Channel 4 News understands that NHS England has taken the unusual step of setting up an emergency access scheme for a new hepatitis C drug  after plans for fast track funding were delayed.

Three weeks ago,  we revealed that NHS England had agreed to early funding of the drug, Sofosbuvir, for 500 patients with a severe form of the disease who were otherwise likely to die or to need a liver transplant within a year.

However,  no patient has yet received the drug after it emerged that NHS England had not worked out a procedure for moving the funding to the doctors who wanted to prescribe the drug.

Now after pressure from consultants and the Hepatitis C Trust,  NHS England has agreed to the emergency scheme for the most desperately ill of those 500 patients.  We have been told that the funding will reach doctors by Monday.

In our  piece three weeks ago, we interviewed Nils Nordal, of Oxford, who contracted the disease following dental treatment in Egypt 20 years ago.

Pre News refresh player – this is the default player for the C4 news site – please do not delete.
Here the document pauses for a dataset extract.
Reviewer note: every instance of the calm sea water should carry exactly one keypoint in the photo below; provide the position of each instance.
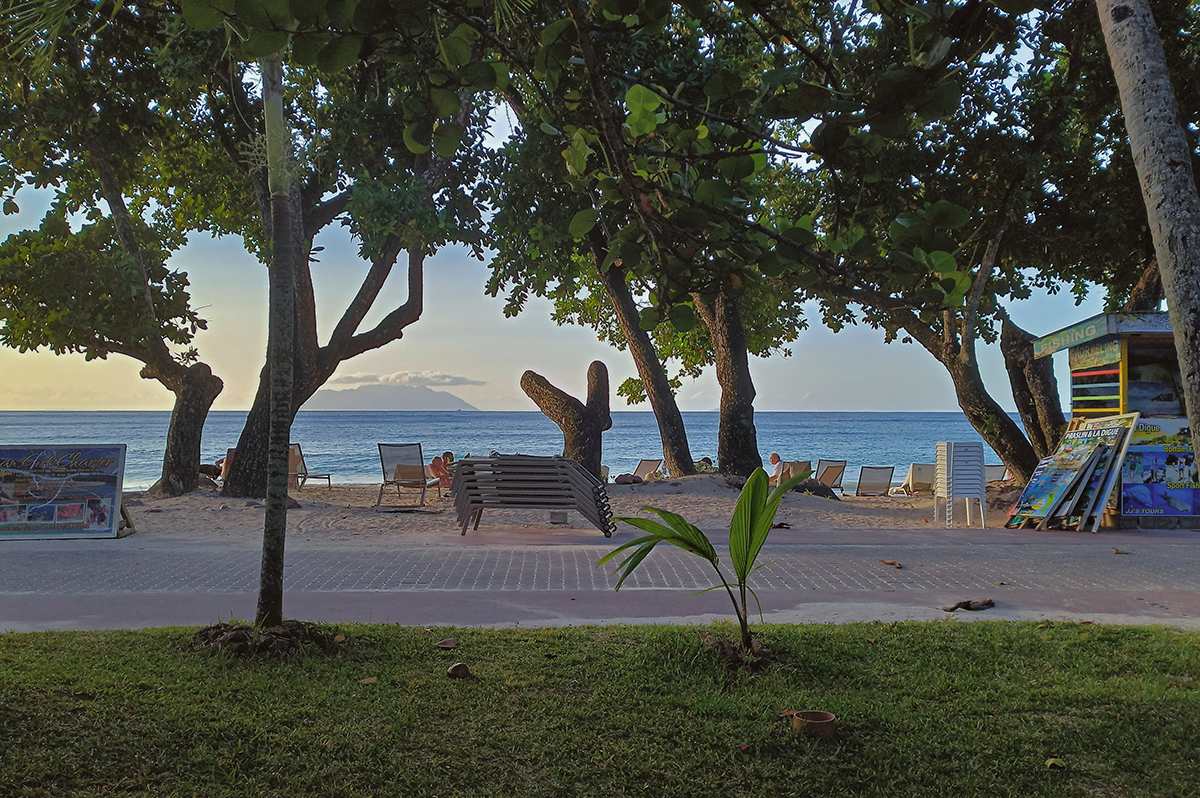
(343, 442)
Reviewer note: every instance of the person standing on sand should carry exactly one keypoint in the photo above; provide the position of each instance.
(439, 467)
(777, 468)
Ziad



Since then, Mr Nordal’s condition has deteriorated.  Rather than wait for NHS England to work out the funding problems, his doctors have now gone straight to the drug company, Gilead.
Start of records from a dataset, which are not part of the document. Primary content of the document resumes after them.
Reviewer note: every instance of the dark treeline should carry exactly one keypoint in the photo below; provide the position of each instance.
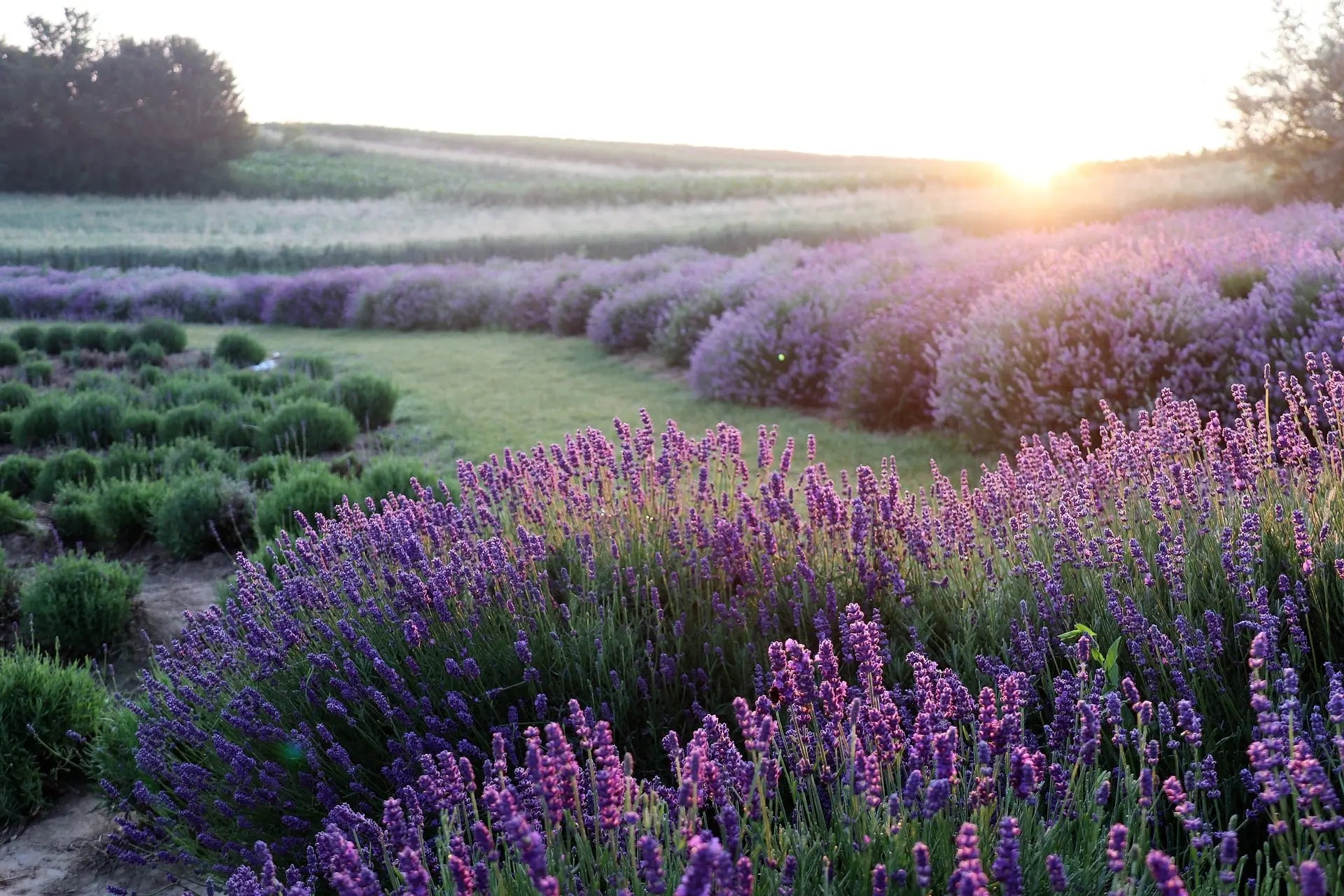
(127, 117)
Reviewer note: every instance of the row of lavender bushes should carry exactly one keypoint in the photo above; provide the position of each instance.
(1128, 626)
(990, 336)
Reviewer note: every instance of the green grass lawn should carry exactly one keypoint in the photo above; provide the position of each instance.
(473, 394)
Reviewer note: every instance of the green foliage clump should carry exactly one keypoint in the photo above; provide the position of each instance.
(307, 426)
(195, 453)
(168, 335)
(308, 491)
(268, 469)
(143, 354)
(58, 337)
(125, 508)
(76, 516)
(92, 419)
(188, 419)
(121, 339)
(41, 700)
(237, 430)
(29, 336)
(39, 424)
(19, 475)
(369, 398)
(239, 349)
(14, 514)
(314, 365)
(94, 337)
(140, 424)
(74, 468)
(80, 602)
(38, 372)
(131, 460)
(204, 512)
(15, 394)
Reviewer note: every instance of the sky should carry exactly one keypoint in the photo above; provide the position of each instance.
(1019, 83)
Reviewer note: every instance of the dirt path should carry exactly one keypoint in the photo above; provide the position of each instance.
(59, 853)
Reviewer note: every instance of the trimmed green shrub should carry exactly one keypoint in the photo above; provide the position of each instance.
(76, 468)
(307, 426)
(19, 475)
(195, 453)
(393, 473)
(97, 382)
(237, 430)
(76, 517)
(41, 700)
(239, 349)
(203, 512)
(268, 469)
(216, 390)
(38, 372)
(169, 335)
(140, 424)
(300, 387)
(80, 601)
(132, 460)
(120, 339)
(314, 365)
(15, 394)
(125, 508)
(10, 589)
(143, 354)
(246, 382)
(112, 757)
(94, 337)
(188, 419)
(29, 336)
(92, 419)
(39, 424)
(368, 397)
(14, 514)
(311, 489)
(58, 337)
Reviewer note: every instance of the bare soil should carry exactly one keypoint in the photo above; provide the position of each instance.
(61, 852)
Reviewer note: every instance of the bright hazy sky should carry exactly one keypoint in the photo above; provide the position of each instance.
(1009, 81)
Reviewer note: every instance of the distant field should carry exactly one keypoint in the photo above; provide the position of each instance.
(473, 394)
(355, 197)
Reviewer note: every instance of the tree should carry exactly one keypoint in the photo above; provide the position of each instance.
(1292, 112)
(127, 117)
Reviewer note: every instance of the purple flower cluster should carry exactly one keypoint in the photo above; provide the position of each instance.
(991, 336)
(1070, 638)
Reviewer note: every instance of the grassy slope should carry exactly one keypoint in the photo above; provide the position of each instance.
(473, 394)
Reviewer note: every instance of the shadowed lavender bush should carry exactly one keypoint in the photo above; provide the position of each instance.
(891, 331)
(843, 783)
(645, 578)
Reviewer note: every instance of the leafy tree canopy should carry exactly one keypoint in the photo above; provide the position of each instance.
(116, 117)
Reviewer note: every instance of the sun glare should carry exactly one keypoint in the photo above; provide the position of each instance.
(1032, 169)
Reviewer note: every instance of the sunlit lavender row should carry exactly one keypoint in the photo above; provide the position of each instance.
(990, 336)
(1110, 666)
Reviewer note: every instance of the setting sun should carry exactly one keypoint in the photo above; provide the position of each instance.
(1034, 169)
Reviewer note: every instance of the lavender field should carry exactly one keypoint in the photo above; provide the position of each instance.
(991, 336)
(655, 660)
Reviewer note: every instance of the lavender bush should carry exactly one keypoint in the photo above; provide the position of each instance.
(993, 336)
(1121, 578)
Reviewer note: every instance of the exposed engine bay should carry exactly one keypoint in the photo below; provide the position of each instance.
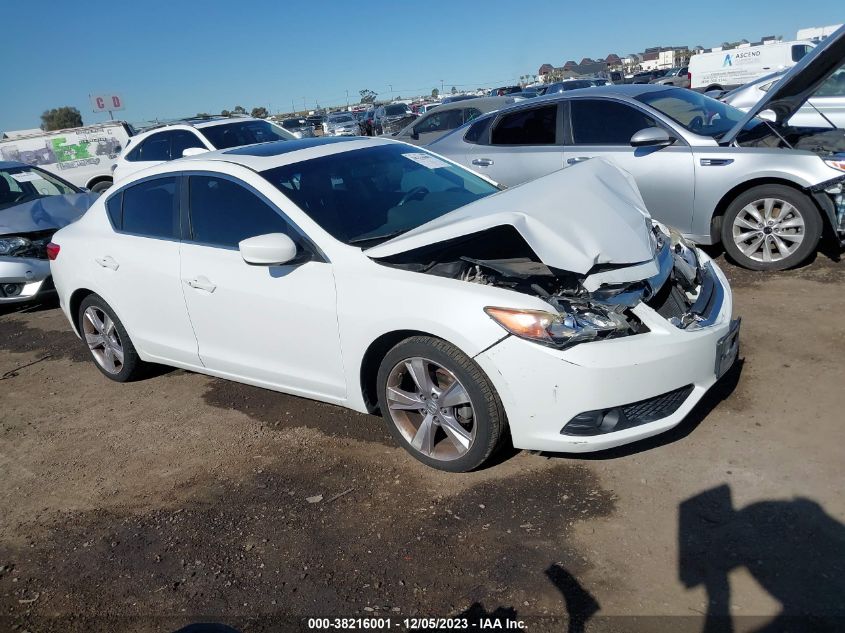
(501, 257)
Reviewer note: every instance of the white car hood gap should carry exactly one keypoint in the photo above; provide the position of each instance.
(574, 219)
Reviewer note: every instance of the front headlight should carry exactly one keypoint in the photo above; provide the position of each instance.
(10, 246)
(836, 164)
(583, 323)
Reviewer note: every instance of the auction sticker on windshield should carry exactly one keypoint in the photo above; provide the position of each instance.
(426, 160)
(27, 176)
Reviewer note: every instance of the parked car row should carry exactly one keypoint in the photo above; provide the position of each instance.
(764, 188)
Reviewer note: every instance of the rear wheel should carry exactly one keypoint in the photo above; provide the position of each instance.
(439, 405)
(107, 340)
(771, 227)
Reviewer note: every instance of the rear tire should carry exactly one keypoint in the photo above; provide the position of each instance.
(771, 227)
(425, 379)
(109, 343)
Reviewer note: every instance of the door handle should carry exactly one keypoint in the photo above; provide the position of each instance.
(201, 283)
(107, 262)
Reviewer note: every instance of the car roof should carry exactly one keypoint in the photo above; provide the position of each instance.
(263, 156)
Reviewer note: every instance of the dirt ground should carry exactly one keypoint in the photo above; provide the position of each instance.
(184, 498)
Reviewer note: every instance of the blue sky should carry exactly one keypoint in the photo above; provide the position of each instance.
(178, 58)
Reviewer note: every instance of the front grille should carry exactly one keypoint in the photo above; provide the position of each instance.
(670, 301)
(655, 408)
(603, 421)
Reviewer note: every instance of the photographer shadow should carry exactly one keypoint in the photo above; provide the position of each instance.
(793, 549)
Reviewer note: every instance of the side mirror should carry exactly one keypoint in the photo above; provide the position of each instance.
(768, 115)
(652, 137)
(268, 250)
(193, 151)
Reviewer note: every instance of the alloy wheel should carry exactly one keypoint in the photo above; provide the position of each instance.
(768, 230)
(431, 408)
(103, 339)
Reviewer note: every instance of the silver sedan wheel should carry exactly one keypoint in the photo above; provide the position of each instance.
(431, 408)
(768, 230)
(102, 339)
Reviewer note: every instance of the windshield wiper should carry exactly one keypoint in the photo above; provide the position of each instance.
(384, 237)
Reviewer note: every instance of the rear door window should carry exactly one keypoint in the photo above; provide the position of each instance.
(151, 208)
(534, 126)
(153, 148)
(603, 122)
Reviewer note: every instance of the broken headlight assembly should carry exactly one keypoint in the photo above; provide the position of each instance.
(575, 323)
(13, 246)
(17, 246)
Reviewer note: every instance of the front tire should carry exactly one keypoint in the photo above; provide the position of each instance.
(107, 340)
(771, 227)
(439, 405)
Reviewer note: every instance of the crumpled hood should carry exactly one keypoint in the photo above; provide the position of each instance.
(43, 214)
(575, 218)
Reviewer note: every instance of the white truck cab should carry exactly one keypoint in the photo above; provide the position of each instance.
(726, 69)
(84, 156)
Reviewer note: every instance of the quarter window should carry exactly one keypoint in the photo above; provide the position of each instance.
(151, 208)
(223, 213)
(527, 127)
(600, 122)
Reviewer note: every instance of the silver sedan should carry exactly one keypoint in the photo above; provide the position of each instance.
(713, 172)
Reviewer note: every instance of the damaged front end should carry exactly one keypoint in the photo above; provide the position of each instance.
(583, 307)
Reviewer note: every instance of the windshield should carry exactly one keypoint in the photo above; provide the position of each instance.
(366, 196)
(244, 133)
(697, 113)
(24, 184)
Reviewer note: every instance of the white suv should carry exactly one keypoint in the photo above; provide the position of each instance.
(193, 136)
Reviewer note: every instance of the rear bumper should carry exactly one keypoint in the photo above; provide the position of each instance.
(29, 276)
(543, 389)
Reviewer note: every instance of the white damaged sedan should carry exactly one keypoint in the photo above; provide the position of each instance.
(377, 276)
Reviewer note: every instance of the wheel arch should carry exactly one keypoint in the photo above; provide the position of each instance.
(370, 362)
(730, 196)
(75, 301)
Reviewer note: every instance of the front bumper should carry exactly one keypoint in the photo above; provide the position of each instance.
(28, 275)
(542, 388)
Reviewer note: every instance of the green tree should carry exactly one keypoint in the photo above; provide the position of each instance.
(367, 95)
(60, 118)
Mr Nordal’s consultant, Dr Ellie Barnes, said that Gilead had agreed to supply the drug and Mr Nordal should be able to begin the treatment on Friday.

Dr Barnes said Gilead had acted somewhat on faith, on the understanding that Mr Nordal’s name would be on the emergency funding list.

Breakthrough treatment

The drug has been hailed as a “game changer” because it has a 90 to 95 per cent cure rate, can prevent the need for transplant and has almost no side effects.

Until now, there have been few options for people with the advanced effects of hepatitis C except a liver transplant.

The current drug regime, using interferon, with other drugs such as ribavirin, cannot always be tolerated by those with the more serious form of the disease.

Even for those who can take it,  the regime has serious side-effects and is not, more crucially, a cure.

Mr Nordal has now been assessed for a liver transplant and it is not clear whether the drug will prevent that operation from having to go ahead.

There is some evidence that the drug can reverse some of the damage to the liver caused by the disease, although no studies have been done on patients as seriously ill as Mr Nordal.  And there is also evidence that the number of days that a patient is virus-free before a transplant increases the likelihood that the virus will not attack the new liver.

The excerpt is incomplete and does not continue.